The April household survey offers a strong contrast to the healthy job gains shown in the survey of employers. Households reported a sharp drop (190,000) in the number of adults who hold jobs. In the previous four months employment gains in the household survey had averaged almost 240,000 per month. Note, however, that employment gains reported by households had exceeded the payroll gains reported by employers in each of those months. In November 2010 through March 2011 employers reported payroll gains of just 169,000 per month. The reversal of this pattern in April means that the both the household and employer surveys now show similar job gains since last November. Using the seasonally adjusted estimates, household employment has increased 0.6% since November while payroll employment increased 0.7%. Financial markets often place heavier weight on the employer survey estimates. Since last November, however, the two surveys show a roughly similar pattern of total employment gain.

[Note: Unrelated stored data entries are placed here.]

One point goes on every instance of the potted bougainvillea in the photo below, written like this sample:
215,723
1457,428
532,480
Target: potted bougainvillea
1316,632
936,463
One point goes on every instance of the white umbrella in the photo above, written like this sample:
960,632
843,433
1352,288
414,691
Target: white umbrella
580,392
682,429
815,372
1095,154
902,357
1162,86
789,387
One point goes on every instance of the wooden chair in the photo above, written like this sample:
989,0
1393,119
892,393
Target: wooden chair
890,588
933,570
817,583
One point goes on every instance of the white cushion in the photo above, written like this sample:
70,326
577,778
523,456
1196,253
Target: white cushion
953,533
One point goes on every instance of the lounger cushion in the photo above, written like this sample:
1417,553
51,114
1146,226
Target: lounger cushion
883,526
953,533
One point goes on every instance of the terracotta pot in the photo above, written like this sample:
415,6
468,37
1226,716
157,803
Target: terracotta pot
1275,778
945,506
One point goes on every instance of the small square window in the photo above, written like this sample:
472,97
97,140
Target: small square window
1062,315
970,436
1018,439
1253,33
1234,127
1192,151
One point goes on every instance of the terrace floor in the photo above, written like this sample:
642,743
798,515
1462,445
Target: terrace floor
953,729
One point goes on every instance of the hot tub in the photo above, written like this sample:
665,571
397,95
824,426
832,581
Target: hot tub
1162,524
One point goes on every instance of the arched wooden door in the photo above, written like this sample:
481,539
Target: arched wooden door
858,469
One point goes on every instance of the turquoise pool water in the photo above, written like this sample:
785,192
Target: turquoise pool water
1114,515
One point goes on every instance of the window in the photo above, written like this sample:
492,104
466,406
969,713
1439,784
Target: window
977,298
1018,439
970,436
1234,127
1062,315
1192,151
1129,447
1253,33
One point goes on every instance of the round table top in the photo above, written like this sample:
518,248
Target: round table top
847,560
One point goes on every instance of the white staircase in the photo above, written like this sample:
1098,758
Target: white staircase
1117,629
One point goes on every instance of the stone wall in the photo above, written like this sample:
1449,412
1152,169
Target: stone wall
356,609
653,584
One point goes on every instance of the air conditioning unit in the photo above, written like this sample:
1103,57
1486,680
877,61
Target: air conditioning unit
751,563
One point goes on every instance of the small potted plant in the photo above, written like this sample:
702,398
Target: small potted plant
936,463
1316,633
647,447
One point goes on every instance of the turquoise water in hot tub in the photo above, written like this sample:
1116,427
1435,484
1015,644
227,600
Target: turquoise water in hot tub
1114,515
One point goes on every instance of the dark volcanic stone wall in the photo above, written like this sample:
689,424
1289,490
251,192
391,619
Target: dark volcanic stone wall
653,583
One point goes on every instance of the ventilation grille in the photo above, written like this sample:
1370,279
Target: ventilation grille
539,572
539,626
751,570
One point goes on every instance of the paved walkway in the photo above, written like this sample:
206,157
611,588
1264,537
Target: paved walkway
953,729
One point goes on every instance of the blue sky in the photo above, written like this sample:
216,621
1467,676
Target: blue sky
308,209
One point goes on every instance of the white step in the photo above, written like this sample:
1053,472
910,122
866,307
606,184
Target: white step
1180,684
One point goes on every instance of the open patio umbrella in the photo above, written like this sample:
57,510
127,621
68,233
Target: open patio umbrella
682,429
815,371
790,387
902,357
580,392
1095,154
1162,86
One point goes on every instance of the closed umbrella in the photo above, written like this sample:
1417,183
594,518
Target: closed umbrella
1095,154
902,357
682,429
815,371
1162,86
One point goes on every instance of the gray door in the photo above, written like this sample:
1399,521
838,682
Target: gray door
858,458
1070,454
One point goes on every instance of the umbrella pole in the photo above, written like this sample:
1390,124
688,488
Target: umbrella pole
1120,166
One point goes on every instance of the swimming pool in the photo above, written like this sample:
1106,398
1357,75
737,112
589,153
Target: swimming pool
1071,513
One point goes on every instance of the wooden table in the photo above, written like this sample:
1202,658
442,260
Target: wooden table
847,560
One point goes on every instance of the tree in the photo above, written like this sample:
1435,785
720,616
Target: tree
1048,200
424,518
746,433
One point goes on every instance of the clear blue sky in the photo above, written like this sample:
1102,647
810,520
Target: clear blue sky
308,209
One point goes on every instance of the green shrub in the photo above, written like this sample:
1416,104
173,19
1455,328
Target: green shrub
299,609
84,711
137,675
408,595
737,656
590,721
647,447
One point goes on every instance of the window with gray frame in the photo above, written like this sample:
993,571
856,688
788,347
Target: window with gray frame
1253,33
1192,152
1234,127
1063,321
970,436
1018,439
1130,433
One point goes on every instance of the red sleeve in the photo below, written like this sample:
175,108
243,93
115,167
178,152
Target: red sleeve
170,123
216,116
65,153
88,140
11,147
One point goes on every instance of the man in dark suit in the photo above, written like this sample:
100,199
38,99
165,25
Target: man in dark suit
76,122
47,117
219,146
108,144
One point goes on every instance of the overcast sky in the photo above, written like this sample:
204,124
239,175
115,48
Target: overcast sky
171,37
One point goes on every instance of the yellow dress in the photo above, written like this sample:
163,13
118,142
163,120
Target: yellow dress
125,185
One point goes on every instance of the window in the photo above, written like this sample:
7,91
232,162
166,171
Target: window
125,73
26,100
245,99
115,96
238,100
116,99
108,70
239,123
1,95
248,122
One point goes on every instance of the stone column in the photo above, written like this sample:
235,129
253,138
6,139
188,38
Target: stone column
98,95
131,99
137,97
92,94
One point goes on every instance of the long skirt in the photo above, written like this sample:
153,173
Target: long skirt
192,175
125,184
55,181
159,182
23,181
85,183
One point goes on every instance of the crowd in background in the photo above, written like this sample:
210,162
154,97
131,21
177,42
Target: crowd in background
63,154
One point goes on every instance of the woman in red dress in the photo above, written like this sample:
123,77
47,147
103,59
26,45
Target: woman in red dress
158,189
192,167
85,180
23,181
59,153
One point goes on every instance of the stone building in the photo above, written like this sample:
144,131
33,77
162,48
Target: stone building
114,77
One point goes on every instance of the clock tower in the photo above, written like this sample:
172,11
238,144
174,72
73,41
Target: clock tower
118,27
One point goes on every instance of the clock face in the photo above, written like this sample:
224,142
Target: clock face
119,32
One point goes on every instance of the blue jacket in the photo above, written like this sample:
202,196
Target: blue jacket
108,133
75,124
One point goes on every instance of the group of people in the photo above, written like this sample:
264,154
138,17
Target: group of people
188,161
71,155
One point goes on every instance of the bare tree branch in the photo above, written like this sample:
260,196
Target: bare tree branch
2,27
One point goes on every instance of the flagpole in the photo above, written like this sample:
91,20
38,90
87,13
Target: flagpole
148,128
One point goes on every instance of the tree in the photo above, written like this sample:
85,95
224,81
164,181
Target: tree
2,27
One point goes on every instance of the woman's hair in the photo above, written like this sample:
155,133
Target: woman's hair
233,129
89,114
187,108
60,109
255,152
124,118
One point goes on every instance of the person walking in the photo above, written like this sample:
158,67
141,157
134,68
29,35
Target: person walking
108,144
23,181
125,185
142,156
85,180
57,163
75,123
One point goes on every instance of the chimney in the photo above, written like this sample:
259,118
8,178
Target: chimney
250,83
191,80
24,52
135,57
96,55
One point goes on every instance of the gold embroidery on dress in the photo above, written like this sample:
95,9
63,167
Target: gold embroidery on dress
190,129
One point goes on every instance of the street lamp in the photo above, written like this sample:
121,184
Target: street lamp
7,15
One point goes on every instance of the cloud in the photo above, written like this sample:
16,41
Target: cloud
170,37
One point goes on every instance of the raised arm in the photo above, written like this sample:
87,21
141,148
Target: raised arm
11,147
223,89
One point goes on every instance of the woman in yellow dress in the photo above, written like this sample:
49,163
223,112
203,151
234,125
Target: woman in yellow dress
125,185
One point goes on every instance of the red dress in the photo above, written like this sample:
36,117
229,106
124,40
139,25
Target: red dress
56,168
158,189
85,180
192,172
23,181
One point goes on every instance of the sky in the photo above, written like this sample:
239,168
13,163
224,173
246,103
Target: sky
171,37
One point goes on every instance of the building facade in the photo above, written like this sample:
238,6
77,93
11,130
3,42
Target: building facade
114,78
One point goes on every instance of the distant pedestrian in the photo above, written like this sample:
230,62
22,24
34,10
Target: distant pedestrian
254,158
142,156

Whichever survey we use, it should be plain that the pace of job creation remains too low to bring down the nation’s unemployment rate very fast. The jobless rate rose 0.2% to 9.0% in April, offsetting some of the improvement we have seen since last November, when the unemployment rate was 9.8%. Though the drop in the jobless rate since late last fall has been welcome, only part of it is due to an increase in the percentage of the population that holds a job. The remainder is due to the decline in the percentage of the population that is seeking work. Many jobless workers have exited the labor market, discouraged by their prospects of finding work. The employment-population ratio climbed 0.2 percentage points between November and April, reflecting the increased pace of job creation since last fall. However, the adult employment rate still remains 4.3 percentage points below its level at the end of 2007, before the last recession began. To restore the employment-population ratio to its prerecession level, we will need to create more than 10 million jobs. Even at the faster pace of job creation we have seen since November 2010, this will require more than a half a decade.
The workers who face the worst job prospects are those who have been out of work for a long time. Labor economists have found that workers’ chances of becoming reemployed fall the longer they remain jobless. More than 4 out of 10 of today’s unemployed have been jobless for 6 months or longer. Their prospects of becoming reemployed immediately are not bright. Their situation contrasts strongly with the position of many of the nation’s private employers. Large corporations have seen a sharp rebound in their profitability. In total they are earning profits that exceed the peak levels achieved in the last economic expansion. The latest job report contains little evidence that employers’ new-found prosperity will trickle down to the long-term unemployed anytime soon.